Results There were 5275 patients with PsA and 21,011 controls included and followed for 7.2 ± 4.4 years. The mean age was 51.7 ± 15.4 years, and 53% were females. Among patients with PsA, 38.2% were on biologics. Four hundred seventy-one (8.9%) patients died in the PsA group compared to 1668 (7.9%) in the control group. The crude HR for the association of PsA and all-cause mortality was 1.16 (95% CI 1.04–1.29) and 1.02 (95% CI 0.90–1.15) on multivariate analysis. Malignancy was the leading cause of death (26%), followed by ischemic heart disease (15.8%); this is in keeping with the leading causes of death in the general population. Older age, male sex, lower socioeconomic status, increased BMI, increased Charlson comorbidity index scores, and history of psoriasis or hospitalization in 1 year prior to entry were positive predictors for mortality.

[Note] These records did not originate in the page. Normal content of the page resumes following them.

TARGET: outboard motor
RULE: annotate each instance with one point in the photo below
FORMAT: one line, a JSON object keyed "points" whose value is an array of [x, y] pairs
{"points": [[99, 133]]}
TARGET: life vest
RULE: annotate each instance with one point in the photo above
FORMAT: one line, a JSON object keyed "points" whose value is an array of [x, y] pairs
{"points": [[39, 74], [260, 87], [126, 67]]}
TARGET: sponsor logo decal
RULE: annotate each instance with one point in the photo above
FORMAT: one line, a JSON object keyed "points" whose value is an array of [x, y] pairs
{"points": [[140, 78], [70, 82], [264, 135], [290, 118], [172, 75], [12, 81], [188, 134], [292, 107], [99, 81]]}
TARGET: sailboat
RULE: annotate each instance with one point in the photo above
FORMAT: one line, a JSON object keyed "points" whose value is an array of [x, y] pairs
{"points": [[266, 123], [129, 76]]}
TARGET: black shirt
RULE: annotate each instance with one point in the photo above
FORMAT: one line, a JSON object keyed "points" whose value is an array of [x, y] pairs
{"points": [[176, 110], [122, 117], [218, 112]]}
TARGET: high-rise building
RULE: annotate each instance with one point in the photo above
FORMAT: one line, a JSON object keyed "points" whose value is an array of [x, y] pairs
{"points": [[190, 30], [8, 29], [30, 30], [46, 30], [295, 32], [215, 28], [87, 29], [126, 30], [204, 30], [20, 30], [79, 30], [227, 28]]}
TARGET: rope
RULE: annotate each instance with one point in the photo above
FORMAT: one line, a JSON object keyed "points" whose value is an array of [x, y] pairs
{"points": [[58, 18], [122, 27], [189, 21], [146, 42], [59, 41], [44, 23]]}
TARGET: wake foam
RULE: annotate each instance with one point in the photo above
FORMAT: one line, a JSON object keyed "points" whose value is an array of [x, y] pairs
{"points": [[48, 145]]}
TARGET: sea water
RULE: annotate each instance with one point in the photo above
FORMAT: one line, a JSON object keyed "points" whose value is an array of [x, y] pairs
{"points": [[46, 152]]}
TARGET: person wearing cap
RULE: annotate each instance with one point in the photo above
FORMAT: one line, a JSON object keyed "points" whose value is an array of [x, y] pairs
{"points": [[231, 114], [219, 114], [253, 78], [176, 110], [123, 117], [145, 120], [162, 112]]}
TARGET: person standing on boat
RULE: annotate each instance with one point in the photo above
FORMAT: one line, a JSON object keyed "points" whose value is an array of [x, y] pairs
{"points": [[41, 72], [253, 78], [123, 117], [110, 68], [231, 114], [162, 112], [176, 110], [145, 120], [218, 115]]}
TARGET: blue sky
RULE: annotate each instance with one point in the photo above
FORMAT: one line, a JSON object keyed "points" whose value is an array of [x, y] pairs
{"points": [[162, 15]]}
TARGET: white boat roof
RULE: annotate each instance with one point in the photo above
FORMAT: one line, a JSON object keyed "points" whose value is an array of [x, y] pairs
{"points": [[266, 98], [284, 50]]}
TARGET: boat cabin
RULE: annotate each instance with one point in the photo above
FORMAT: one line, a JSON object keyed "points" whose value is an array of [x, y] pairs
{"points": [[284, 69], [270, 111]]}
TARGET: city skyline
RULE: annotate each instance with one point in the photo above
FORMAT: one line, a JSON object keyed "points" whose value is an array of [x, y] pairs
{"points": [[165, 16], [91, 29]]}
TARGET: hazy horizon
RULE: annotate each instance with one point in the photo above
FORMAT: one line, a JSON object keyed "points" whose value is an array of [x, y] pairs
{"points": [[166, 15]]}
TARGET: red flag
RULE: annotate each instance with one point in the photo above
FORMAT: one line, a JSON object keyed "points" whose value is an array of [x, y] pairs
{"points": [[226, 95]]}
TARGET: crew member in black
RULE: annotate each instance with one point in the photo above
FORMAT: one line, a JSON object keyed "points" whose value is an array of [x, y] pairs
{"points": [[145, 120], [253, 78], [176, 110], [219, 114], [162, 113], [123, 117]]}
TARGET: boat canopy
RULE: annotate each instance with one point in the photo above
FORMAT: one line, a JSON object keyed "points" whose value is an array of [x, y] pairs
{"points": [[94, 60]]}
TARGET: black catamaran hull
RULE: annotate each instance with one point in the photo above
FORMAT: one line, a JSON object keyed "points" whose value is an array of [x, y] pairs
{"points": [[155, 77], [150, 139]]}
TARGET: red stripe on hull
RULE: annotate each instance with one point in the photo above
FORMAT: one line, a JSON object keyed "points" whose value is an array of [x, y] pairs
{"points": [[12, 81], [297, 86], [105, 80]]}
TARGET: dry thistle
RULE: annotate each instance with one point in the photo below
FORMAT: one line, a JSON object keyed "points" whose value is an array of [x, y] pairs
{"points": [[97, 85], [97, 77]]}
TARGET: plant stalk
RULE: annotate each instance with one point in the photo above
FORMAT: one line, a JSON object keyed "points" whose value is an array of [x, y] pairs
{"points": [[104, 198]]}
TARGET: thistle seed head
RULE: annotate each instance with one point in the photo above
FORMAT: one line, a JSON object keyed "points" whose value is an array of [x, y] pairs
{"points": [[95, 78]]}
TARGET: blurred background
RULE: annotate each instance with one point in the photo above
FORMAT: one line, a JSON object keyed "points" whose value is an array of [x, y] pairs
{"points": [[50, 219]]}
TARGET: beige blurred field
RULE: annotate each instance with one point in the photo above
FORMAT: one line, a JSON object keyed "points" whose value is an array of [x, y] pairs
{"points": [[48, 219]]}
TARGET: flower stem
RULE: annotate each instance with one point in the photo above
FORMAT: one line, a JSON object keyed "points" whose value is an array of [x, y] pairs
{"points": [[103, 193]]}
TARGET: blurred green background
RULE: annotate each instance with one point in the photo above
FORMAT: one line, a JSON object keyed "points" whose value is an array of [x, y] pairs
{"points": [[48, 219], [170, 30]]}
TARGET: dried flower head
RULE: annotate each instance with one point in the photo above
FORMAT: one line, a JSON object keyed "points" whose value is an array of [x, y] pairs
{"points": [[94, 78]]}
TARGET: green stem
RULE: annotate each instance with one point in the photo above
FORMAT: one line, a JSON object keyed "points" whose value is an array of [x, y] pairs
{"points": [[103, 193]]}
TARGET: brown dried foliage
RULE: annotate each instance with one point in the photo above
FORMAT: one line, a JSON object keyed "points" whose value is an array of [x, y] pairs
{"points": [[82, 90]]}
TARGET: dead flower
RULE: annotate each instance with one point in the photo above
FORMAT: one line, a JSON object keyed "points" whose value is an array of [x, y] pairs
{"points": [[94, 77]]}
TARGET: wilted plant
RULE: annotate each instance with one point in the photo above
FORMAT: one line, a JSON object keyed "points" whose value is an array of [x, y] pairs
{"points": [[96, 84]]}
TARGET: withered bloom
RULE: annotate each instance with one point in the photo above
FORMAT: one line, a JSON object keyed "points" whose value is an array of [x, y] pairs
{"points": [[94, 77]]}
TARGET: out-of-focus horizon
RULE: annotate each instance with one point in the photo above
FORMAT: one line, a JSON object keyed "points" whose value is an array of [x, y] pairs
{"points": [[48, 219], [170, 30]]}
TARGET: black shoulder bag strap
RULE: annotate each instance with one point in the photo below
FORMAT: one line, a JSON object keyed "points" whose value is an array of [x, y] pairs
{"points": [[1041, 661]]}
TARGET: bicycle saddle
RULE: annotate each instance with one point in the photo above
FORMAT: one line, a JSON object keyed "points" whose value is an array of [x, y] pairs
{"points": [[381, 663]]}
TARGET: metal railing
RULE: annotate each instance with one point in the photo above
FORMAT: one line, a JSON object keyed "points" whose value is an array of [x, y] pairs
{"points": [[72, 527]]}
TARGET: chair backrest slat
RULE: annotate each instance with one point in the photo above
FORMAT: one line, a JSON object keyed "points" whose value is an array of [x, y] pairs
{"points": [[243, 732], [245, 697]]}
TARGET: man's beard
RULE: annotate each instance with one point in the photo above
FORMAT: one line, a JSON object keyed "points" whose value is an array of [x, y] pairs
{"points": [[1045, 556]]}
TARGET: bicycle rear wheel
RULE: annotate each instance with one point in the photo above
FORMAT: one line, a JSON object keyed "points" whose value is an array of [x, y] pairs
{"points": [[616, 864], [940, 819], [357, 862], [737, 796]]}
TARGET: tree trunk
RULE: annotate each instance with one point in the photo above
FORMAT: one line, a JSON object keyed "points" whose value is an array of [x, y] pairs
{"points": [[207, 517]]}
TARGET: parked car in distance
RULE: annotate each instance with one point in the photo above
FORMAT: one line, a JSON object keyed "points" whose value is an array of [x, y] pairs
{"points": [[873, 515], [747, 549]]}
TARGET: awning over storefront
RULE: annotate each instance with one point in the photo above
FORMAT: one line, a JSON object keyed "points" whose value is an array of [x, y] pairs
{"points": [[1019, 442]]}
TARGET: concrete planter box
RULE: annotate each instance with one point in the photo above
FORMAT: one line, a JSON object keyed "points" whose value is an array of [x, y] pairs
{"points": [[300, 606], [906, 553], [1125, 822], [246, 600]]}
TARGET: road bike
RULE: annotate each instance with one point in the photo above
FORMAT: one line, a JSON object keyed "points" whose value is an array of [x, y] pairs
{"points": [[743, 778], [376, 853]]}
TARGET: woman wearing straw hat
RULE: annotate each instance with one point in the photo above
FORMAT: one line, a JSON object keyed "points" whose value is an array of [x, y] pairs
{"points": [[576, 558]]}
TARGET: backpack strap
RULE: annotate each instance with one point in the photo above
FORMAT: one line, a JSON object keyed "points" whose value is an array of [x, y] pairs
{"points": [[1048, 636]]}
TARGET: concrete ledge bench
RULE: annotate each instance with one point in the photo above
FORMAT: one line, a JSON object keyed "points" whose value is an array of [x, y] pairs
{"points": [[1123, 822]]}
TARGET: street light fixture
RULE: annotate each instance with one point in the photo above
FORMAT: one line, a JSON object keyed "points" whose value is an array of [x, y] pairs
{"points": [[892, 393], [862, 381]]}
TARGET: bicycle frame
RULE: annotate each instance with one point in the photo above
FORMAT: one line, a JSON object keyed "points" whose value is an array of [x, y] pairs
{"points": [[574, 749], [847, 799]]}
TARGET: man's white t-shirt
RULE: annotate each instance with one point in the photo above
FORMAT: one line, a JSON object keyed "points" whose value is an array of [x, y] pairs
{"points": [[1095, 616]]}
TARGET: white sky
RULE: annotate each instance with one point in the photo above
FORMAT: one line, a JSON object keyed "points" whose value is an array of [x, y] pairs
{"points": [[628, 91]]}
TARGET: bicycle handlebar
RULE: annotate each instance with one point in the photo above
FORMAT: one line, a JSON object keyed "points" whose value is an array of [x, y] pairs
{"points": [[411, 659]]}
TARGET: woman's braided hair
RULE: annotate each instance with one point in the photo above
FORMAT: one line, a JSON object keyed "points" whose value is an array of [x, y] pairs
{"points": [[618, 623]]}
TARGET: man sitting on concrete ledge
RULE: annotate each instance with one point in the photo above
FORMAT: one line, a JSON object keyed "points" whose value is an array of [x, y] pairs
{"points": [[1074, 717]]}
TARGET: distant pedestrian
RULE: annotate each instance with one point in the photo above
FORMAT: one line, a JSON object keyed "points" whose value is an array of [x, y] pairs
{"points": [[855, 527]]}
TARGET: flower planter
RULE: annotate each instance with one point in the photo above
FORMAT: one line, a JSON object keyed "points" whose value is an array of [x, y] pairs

Conclusion No clinically relevant increase in mortality rate was observed in patients with PsA, and specific PMRs were similar to those of the general population.
- mortality
- prognosis
- psoriatic arthritis
Psoriatic arthritis (PsA) affects an estimated 0.3–1.0% of the general population, and occurs in up to 42% of patients with psoriasis.1 Epidemiological studies have shown that patients with PsA are often affected by numerous comorbid conditions that carry significant associated disease burden and can lead to increased mortality.2 This is supported by data showing clear association between increasing severity of psoriasis and increasing PsA disease activity, and a higher risk for metabolic syndrome and cardiovascular (CV)-related mortality.3,4,5 Moreover, PsA is known to be associated with increased subclinical atherosclerosis6 and active PsA is associated with atherogenic lipid profile.7 Both accelerated atherosclerosis and PsA are mainly mediated by Th1 cells and have a common pattern of T cell activation. Tumor necrosis factor-α (TNF-α), interferon-γ, interleukin (IL)-1β, IL-6, IL-23, and Th17 are all inflammatory mediators associated with PsA that contribute to C-reactive protein elevation8. TNF-α and IL-1β promote inflammation of the vascular endothelium and synovial tissue in PsA, thus supporting the hypothesis that PsA might be associated with increased CV morbidity and mortality. Treatment with anti–TNF-α decreases CV events in patients with rheumatoid arthritis (RA), another inflammatory arthritis associated with increased CV morbidity and mortality as reported by the British9 and Swedish5 registries; the decrease in CV morbidity and mortality is possibly due to improvement in endothelial dysfunction10 and insulin resistance.11
The current body of evidence remains conflicting with regard to the association between PsA and mortality.12 Some of the previous studies have been hampered by small sample sizes with few events and the potential for confounders of selection and severity biases from clinic-based studies. In addition, in most of the previous studies, the investigators compared the observed all-cause mortality incidence in cohorts of PsA patients with the expected incidence in the general population and reported the standardized mortality ratio (SMR). Hence, due to the lack of a concurrent internal comparative study group with individual data, adjustment was, in general, limited to age and sex, raising real concerns about residual confounding factors.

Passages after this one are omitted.